While much of the attention on health care has shifted to Washington and the Obama Administration, there is still action taking place in the states. Governor Richardson, having largely failed to impose his original vision of bureaucratically-managed health care on New Mexico, has revised his plans and come up with a new “streamlined” health care plan.
Richardson recently unveiled a series of health care bills that will be introduced during the 2009 session. Among the initiatives he has planned are:
It would require agencies that buy insurance for public employees and retirees to work more closely together to save money, but it would leave the agencies themselves in place;
Increase use of electronic medical records;
Require insurance companies to spend 85 percent of premiums on health care and restrict premium increases over time; and
implement “guaranteed issue” policies that would force insurance companies to insure individuals regardless of medical condition
First and foremost, while they sound like a great idea, forcing doctors to shift to electronic records is not a panacea for our health care system;
Unfortunately for us, Richardson seems hell-bent on increasing costs and degrading patients’ ability to obtain coverage.
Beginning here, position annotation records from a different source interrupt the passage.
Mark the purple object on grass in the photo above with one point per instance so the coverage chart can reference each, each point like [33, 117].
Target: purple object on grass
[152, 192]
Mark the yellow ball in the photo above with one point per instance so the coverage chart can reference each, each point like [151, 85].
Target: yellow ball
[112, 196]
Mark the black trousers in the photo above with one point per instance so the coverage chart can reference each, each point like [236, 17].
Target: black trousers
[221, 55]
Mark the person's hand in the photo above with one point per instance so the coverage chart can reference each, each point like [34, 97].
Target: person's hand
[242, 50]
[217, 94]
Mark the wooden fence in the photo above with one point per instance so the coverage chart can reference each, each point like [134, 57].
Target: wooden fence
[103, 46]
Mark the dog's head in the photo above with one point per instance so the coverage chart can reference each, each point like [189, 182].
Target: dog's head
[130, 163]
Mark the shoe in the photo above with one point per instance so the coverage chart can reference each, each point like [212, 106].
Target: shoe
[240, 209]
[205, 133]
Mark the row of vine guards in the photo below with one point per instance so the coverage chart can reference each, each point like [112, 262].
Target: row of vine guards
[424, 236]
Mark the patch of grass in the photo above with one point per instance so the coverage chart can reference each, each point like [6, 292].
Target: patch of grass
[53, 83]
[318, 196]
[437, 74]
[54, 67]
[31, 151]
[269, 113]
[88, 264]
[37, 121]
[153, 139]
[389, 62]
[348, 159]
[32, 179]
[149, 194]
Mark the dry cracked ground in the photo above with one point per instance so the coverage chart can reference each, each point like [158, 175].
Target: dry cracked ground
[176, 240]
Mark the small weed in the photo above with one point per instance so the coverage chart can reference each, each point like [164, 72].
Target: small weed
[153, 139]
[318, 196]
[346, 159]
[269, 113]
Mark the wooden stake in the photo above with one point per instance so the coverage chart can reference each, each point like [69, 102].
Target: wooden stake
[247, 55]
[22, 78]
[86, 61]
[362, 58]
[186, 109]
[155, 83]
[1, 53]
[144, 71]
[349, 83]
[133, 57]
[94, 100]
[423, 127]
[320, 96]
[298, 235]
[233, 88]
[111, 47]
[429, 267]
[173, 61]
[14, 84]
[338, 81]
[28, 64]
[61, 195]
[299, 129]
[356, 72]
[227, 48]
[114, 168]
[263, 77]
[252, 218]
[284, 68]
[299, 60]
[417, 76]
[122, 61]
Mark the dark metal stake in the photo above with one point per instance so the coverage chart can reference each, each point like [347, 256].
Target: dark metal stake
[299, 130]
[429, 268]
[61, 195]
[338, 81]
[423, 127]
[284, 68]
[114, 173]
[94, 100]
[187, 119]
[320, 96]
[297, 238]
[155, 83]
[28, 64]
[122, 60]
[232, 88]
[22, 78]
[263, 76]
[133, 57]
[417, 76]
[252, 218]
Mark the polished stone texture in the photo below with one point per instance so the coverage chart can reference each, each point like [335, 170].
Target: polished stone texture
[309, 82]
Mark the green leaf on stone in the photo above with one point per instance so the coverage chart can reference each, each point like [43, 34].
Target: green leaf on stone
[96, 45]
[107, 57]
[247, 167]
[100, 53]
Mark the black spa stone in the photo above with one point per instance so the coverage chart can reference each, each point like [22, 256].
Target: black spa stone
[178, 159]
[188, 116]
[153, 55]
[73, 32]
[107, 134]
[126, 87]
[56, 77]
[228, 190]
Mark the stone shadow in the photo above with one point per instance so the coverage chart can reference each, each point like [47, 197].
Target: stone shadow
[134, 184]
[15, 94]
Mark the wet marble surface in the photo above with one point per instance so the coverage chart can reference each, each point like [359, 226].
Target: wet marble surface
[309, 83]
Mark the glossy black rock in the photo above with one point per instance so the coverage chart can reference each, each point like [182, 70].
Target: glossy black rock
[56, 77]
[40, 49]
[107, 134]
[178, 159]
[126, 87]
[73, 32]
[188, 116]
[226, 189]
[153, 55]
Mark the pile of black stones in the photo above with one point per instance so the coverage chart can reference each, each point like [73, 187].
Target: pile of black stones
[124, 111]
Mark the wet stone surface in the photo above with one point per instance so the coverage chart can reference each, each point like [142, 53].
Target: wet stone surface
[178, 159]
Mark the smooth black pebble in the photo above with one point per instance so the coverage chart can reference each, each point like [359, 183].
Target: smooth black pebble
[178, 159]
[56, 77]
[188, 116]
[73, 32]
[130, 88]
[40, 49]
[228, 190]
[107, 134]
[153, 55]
Demanding that insurance companies spend 85 percent of their premium collections on patients simply reduces the incentives insurance companies have to appropriately administer coverage to their customers.
“Guaranteed issue” regulations are another bad idea. They have been found to increase the cost of insurance by 23 percent in the first year and 50 percent higher during the second. Increasing costs ultimately drive young and healthy people out of the marketplace.